Curcumin Alleviates β Amyloid-Induced Neurotoxicity in HT22 Cells via Upregulating SOD2.

Curcumin protects neuronal cells exposed to β amyloid (Aβ); the mechanism, however, is still obscure. The aim of this study is to determine whether the type 2 superoxide dismutase (SOD2) mediates curcumin-induced protective effects in Aβ-treated neuronal cells. In this study, the HT22 neuronal cells were exposed to Aβ to imitate neuronal injury in Alzheimer's disease (AD).
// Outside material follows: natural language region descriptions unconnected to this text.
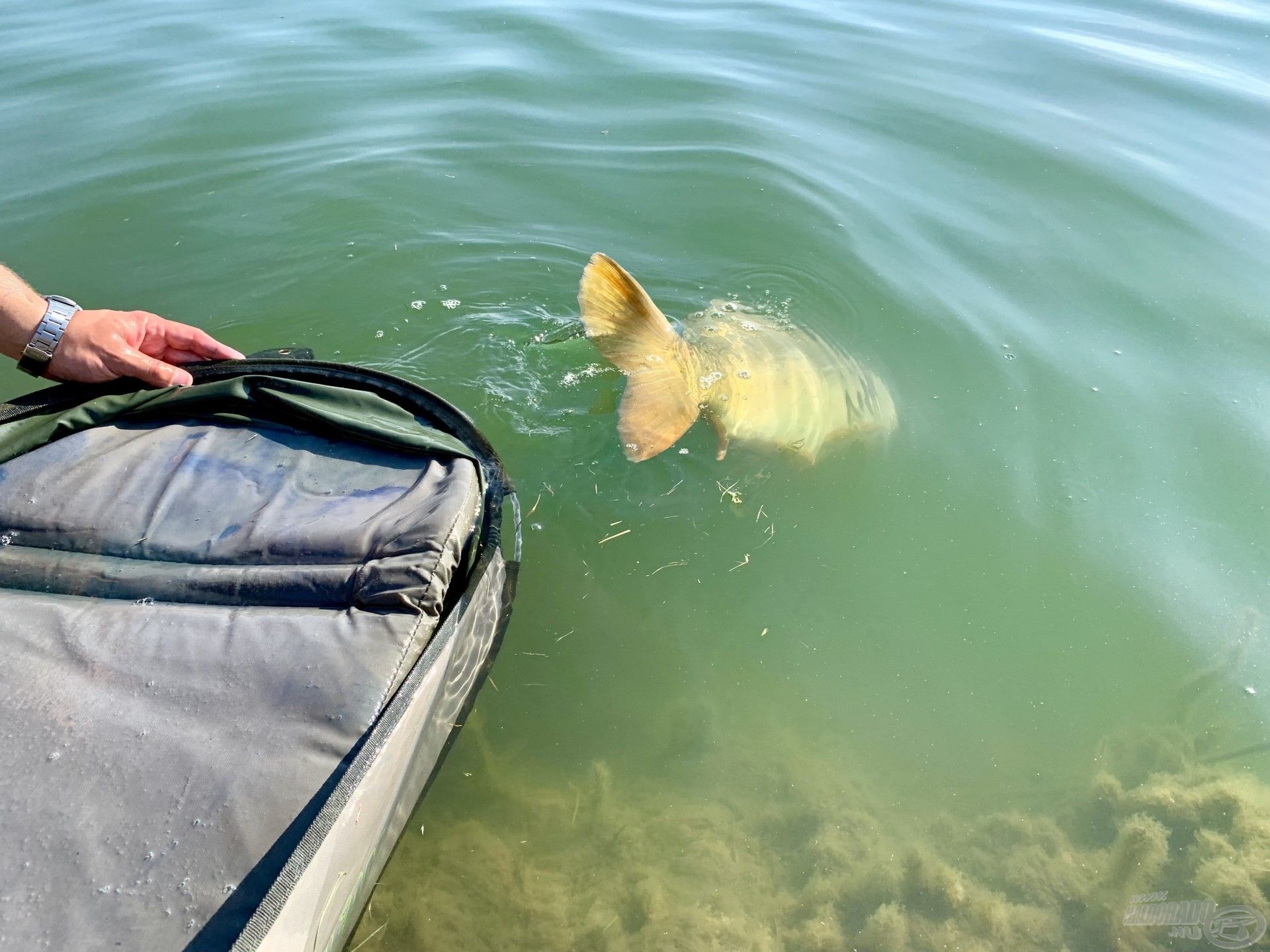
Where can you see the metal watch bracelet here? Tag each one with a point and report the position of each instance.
(48, 334)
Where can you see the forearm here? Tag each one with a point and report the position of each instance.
(21, 310)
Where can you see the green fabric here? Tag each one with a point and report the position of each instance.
(339, 413)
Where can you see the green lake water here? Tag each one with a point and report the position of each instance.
(972, 687)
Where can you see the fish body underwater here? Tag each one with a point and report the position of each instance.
(752, 377)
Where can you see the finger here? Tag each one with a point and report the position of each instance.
(185, 338)
(134, 364)
(175, 356)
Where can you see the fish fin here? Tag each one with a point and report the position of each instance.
(720, 437)
(628, 329)
(620, 317)
(654, 413)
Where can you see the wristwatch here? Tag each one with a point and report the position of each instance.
(48, 334)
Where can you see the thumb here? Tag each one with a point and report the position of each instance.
(134, 364)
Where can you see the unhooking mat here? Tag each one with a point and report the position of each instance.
(208, 597)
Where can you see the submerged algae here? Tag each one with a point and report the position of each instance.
(798, 859)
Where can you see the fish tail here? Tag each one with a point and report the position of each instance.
(625, 325)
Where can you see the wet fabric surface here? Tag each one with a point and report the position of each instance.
(200, 621)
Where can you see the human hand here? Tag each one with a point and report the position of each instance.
(101, 346)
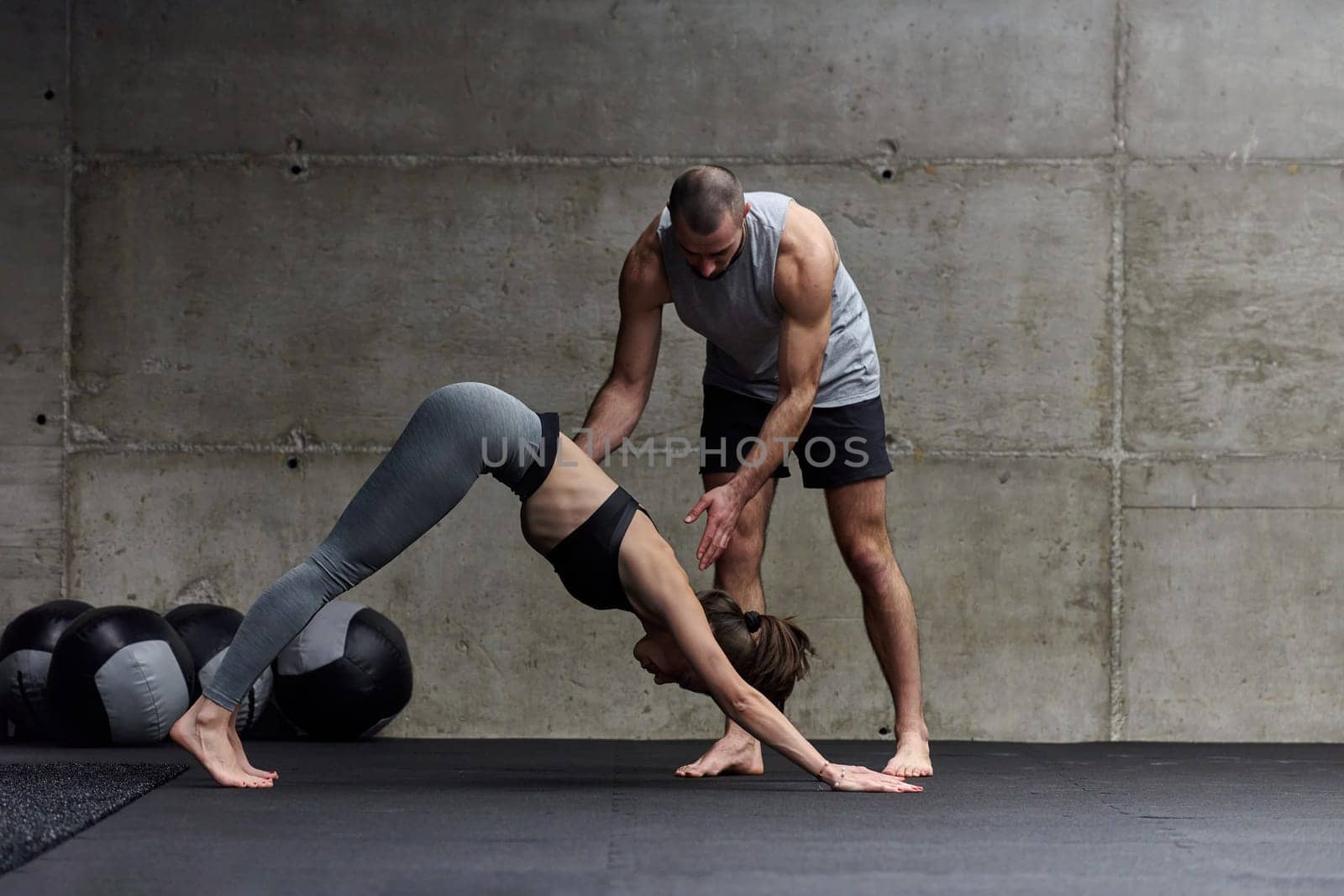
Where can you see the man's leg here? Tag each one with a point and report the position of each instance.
(859, 520)
(738, 573)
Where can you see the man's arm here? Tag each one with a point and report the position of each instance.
(804, 275)
(620, 402)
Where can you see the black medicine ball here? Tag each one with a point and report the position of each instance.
(118, 676)
(207, 631)
(24, 658)
(347, 673)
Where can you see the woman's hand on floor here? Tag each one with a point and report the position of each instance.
(860, 779)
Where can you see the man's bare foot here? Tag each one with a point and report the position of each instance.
(242, 757)
(911, 759)
(203, 732)
(730, 755)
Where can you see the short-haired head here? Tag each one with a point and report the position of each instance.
(703, 195)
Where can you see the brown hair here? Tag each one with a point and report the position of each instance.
(773, 660)
(703, 195)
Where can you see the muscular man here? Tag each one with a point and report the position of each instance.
(790, 365)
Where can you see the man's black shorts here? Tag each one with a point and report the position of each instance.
(837, 446)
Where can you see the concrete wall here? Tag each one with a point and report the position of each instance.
(1100, 241)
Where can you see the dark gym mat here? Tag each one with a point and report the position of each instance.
(593, 817)
(44, 804)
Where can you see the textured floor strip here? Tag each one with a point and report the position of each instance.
(44, 804)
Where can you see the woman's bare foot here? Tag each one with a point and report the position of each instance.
(242, 757)
(911, 759)
(203, 732)
(730, 755)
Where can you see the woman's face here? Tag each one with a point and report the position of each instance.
(663, 658)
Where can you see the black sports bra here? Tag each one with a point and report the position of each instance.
(588, 559)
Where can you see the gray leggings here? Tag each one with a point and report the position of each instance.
(456, 434)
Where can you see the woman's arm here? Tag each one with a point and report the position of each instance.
(658, 584)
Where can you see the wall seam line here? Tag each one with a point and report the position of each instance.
(1117, 703)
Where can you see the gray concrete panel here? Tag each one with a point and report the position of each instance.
(237, 304)
(702, 78)
(1231, 611)
(33, 78)
(30, 528)
(31, 275)
(1236, 80)
(501, 651)
(1233, 309)
(277, 300)
(988, 296)
(1007, 563)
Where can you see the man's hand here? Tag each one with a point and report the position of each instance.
(725, 506)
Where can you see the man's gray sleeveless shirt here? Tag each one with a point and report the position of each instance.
(739, 316)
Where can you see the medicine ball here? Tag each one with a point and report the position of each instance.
(207, 631)
(24, 656)
(118, 676)
(346, 676)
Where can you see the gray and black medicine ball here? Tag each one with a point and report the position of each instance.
(347, 673)
(207, 631)
(118, 676)
(24, 656)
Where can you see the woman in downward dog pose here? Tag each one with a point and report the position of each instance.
(606, 553)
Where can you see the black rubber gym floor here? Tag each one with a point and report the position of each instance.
(591, 817)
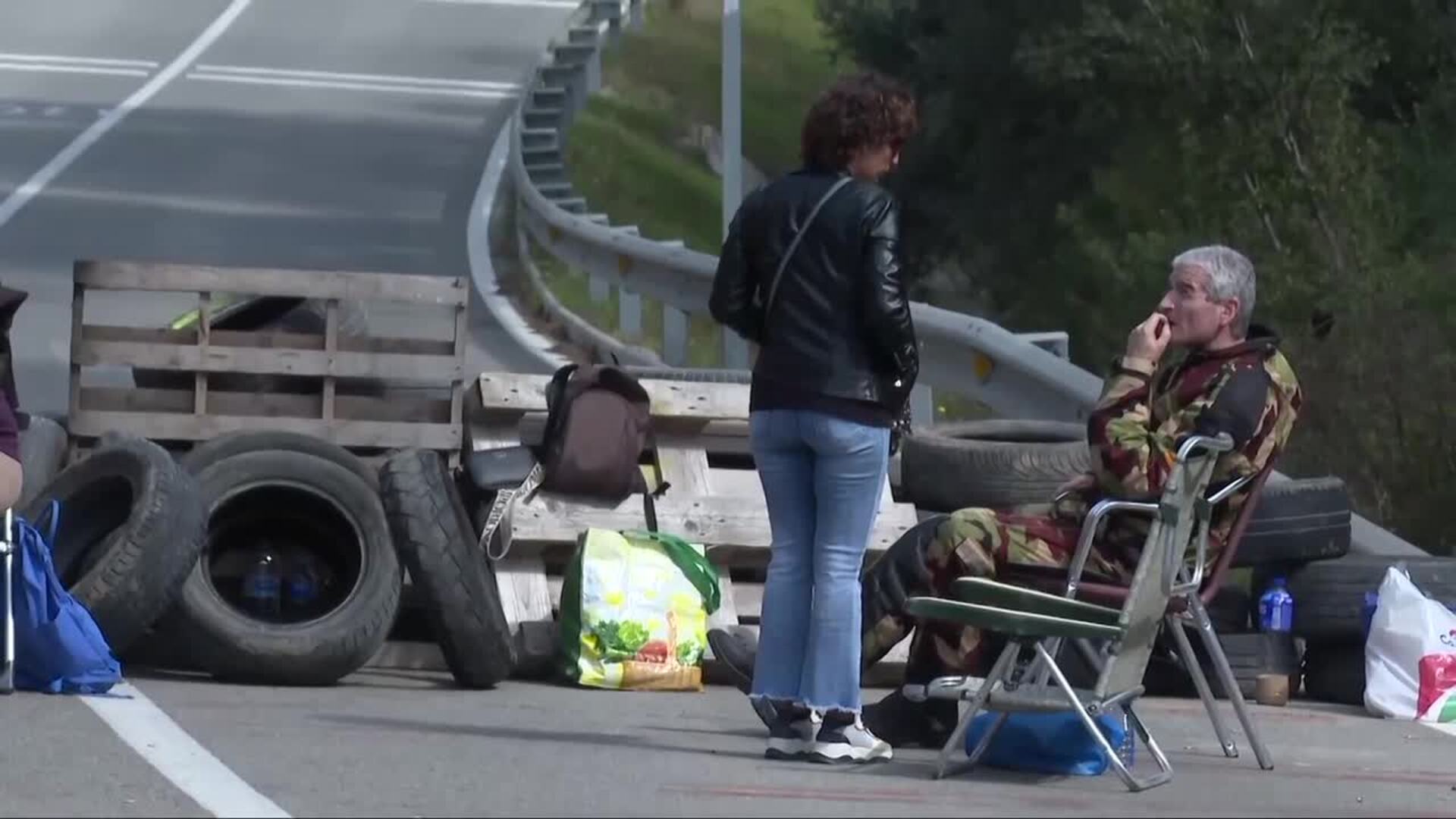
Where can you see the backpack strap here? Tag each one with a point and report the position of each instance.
(501, 507)
(794, 245)
(557, 404)
(653, 493)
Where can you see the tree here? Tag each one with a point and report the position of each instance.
(1072, 149)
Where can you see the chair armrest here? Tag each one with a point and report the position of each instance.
(1090, 526)
(999, 595)
(1006, 621)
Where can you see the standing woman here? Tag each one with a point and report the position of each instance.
(811, 275)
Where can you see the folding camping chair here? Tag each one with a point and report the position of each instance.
(1188, 608)
(8, 613)
(1041, 621)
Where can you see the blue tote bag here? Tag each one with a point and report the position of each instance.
(58, 648)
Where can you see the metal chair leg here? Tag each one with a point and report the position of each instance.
(1231, 686)
(1200, 682)
(1165, 771)
(8, 659)
(943, 765)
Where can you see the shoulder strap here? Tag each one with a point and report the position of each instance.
(794, 245)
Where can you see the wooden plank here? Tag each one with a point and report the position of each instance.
(523, 392)
(714, 522)
(460, 338)
(77, 321)
(206, 428)
(204, 327)
(685, 469)
(520, 577)
(718, 438)
(268, 362)
(273, 281)
(400, 409)
(331, 346)
(270, 340)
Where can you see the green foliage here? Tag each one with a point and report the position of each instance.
(1071, 149)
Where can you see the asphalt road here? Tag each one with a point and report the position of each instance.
(351, 134)
(408, 744)
(338, 134)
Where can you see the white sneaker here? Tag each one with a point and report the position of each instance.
(843, 741)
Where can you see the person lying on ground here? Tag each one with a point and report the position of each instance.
(1228, 376)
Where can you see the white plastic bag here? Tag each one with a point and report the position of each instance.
(1411, 654)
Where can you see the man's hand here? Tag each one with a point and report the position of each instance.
(1081, 483)
(1149, 340)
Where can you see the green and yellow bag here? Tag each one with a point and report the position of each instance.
(634, 611)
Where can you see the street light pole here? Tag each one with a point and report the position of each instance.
(733, 110)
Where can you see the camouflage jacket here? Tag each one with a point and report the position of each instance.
(1145, 413)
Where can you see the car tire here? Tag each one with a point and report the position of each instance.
(239, 648)
(130, 529)
(990, 464)
(450, 573)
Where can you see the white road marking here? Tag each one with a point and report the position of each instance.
(71, 153)
(64, 60)
(177, 755)
(8, 66)
(302, 82)
(519, 3)
(384, 79)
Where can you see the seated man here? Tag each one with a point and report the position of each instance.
(1229, 378)
(11, 419)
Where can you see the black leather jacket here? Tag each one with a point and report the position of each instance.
(840, 324)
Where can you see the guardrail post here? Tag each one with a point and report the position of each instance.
(922, 406)
(599, 287)
(593, 74)
(629, 314)
(736, 350)
(674, 337)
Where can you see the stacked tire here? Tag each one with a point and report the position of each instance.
(1329, 615)
(128, 526)
(287, 497)
(455, 580)
(165, 554)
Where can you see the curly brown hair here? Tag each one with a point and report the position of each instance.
(859, 111)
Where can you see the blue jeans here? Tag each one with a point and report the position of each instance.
(821, 479)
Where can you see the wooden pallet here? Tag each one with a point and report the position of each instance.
(715, 500)
(416, 387)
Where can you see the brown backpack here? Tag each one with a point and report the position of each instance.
(598, 425)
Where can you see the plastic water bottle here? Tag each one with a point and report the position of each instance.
(1277, 608)
(262, 588)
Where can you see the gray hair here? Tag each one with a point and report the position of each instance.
(1231, 276)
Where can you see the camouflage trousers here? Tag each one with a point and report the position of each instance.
(971, 542)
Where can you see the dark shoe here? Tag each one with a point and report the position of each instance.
(843, 738)
(791, 727)
(905, 723)
(736, 648)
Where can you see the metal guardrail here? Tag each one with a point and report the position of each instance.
(1015, 375)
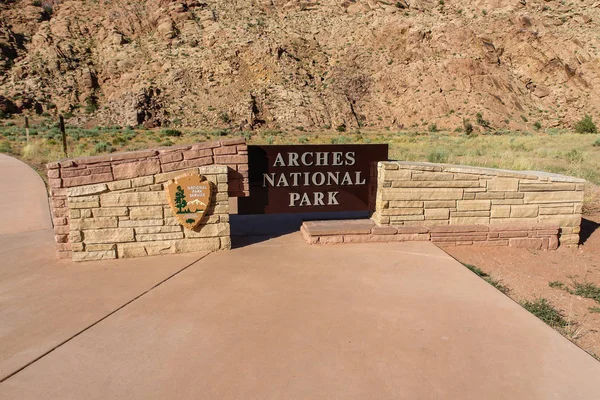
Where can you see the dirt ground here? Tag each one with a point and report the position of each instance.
(527, 274)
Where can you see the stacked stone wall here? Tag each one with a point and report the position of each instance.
(72, 173)
(431, 195)
(132, 218)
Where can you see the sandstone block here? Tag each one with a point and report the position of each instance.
(437, 213)
(500, 211)
(204, 244)
(193, 154)
(524, 211)
(545, 187)
(473, 205)
(414, 194)
(94, 255)
(170, 157)
(332, 239)
(384, 230)
(101, 247)
(503, 185)
(159, 236)
(139, 223)
(553, 197)
(135, 169)
(440, 204)
(133, 199)
(469, 220)
(87, 180)
(526, 243)
(110, 212)
(556, 210)
(406, 204)
(112, 235)
(154, 212)
(206, 231)
(561, 220)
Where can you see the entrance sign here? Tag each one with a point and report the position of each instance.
(310, 178)
(189, 197)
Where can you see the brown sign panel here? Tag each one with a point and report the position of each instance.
(310, 178)
(189, 196)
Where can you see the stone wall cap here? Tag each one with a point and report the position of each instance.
(467, 169)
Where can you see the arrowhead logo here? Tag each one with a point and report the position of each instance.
(189, 197)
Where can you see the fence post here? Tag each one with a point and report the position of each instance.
(63, 133)
(27, 128)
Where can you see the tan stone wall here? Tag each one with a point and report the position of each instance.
(425, 194)
(132, 218)
(122, 166)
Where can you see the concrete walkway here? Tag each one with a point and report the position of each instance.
(273, 320)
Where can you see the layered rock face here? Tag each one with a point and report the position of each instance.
(251, 63)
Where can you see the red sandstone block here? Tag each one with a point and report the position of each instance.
(59, 221)
(63, 246)
(67, 164)
(198, 162)
(409, 230)
(206, 145)
(60, 212)
(63, 255)
(310, 239)
(58, 203)
(384, 230)
(228, 160)
(62, 230)
(192, 154)
(55, 183)
(100, 170)
(170, 157)
(87, 180)
(234, 141)
(136, 169)
(55, 192)
(61, 238)
(459, 228)
(494, 243)
(331, 239)
(225, 150)
(505, 235)
(459, 238)
(525, 243)
(72, 173)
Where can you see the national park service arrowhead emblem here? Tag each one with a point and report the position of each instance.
(189, 197)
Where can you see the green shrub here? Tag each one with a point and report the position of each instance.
(103, 147)
(586, 125)
(542, 309)
(468, 126)
(574, 156)
(5, 147)
(438, 156)
(172, 132)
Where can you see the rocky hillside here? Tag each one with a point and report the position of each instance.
(312, 64)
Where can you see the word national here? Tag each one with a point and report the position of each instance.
(313, 179)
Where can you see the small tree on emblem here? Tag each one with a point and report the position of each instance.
(180, 201)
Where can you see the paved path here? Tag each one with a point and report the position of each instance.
(24, 201)
(274, 320)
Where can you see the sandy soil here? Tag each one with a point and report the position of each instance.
(527, 274)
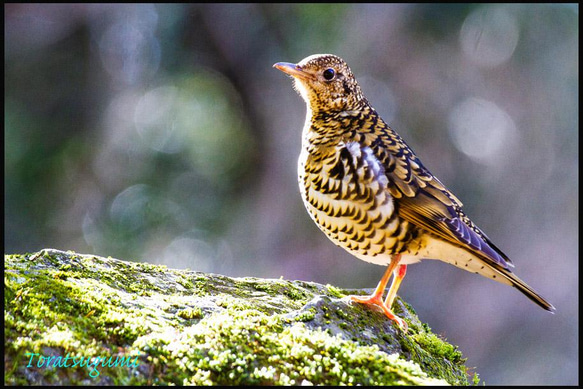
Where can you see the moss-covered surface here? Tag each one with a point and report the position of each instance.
(186, 327)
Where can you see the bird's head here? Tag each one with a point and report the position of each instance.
(325, 82)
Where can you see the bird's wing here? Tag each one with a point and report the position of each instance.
(424, 201)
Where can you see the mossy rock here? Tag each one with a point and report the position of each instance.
(182, 327)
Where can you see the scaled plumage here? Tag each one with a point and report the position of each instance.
(370, 194)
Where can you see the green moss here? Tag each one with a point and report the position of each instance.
(195, 328)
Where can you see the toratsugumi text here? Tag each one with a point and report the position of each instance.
(92, 363)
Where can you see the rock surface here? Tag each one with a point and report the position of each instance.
(82, 319)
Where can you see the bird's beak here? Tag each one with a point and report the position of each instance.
(293, 70)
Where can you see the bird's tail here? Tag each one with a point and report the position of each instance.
(525, 289)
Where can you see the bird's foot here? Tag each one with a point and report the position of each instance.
(378, 301)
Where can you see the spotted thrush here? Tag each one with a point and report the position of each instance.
(370, 194)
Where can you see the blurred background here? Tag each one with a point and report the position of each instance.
(161, 133)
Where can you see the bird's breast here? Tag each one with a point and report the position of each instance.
(344, 189)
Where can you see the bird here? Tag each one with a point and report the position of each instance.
(367, 190)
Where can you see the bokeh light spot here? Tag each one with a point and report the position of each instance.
(481, 130)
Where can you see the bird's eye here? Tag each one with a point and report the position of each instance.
(329, 74)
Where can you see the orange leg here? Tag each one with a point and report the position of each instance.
(399, 274)
(377, 297)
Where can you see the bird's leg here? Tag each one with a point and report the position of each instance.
(377, 297)
(398, 276)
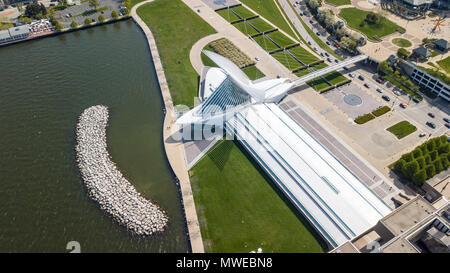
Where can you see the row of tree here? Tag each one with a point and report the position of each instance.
(326, 18)
(425, 161)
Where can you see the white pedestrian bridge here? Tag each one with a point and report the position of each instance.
(336, 203)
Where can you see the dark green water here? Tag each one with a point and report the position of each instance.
(44, 87)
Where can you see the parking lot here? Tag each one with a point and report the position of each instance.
(77, 11)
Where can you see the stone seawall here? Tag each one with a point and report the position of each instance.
(106, 184)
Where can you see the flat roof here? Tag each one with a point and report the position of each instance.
(408, 215)
(337, 203)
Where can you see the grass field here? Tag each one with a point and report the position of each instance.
(303, 55)
(228, 15)
(354, 17)
(280, 39)
(260, 24)
(243, 12)
(174, 39)
(402, 129)
(445, 64)
(285, 59)
(265, 43)
(339, 2)
(401, 42)
(245, 28)
(253, 72)
(269, 10)
(239, 210)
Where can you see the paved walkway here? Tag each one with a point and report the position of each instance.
(174, 150)
(268, 65)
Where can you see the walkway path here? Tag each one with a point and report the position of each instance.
(174, 150)
(268, 65)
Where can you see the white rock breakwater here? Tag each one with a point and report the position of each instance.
(105, 184)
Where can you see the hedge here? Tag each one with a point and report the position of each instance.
(425, 161)
(364, 118)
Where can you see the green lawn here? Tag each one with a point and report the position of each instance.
(303, 55)
(253, 73)
(285, 59)
(243, 12)
(402, 129)
(339, 2)
(354, 17)
(401, 42)
(280, 39)
(265, 43)
(260, 24)
(445, 64)
(228, 15)
(241, 210)
(174, 39)
(245, 28)
(269, 10)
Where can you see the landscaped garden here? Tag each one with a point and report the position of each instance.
(358, 19)
(241, 210)
(401, 42)
(269, 10)
(445, 64)
(425, 161)
(402, 129)
(174, 39)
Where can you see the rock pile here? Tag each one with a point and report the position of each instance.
(105, 184)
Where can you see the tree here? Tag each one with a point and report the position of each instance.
(411, 168)
(93, 3)
(403, 53)
(114, 14)
(419, 178)
(87, 21)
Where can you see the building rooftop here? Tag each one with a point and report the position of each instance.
(407, 215)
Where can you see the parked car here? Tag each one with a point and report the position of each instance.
(431, 124)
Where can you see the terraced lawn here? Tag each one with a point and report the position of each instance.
(339, 2)
(280, 39)
(265, 43)
(354, 17)
(240, 209)
(228, 15)
(402, 129)
(260, 24)
(285, 59)
(243, 12)
(245, 28)
(269, 10)
(303, 55)
(174, 39)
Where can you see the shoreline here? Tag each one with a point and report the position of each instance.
(174, 151)
(64, 31)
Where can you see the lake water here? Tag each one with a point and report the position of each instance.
(44, 87)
After 24-h treatment, 10 μM Aβ decreased cell viability and mitochondrial functions, including mitochondrial complex activities and mitochondrial membrane potential (MMP), and also downregulated anti-oxidants SOD2, glutathione (GSH), and catalase (CAT) levels (P < 0.05), meanwhile, increased lactic dehydrogenase (LDH) release, apoptosis level, intracellular reactive oxygen species (ROS) and mitochondrial superoxide accumulation (P < 0.05). And, co-administration of 1 μM curcumin significantly reduced the Aβ-induced cell injury and oxidative damage above (P < 0.05). Downregulating SOD2 by using small interfering RNA (siRNA), however, significantly abolished the curcumin-induced protective and anti-oxidative effects in HT22 cells (P < 0.05); the scramble (SC)-siRNA did not cause marked effects on the curcumin-induced protective effects (P > 0.05). These findings showed that curcumin can alleviate Aβ-induced injury in neuronal cells, and SOD2 protein may mediate the neuroprotective effects.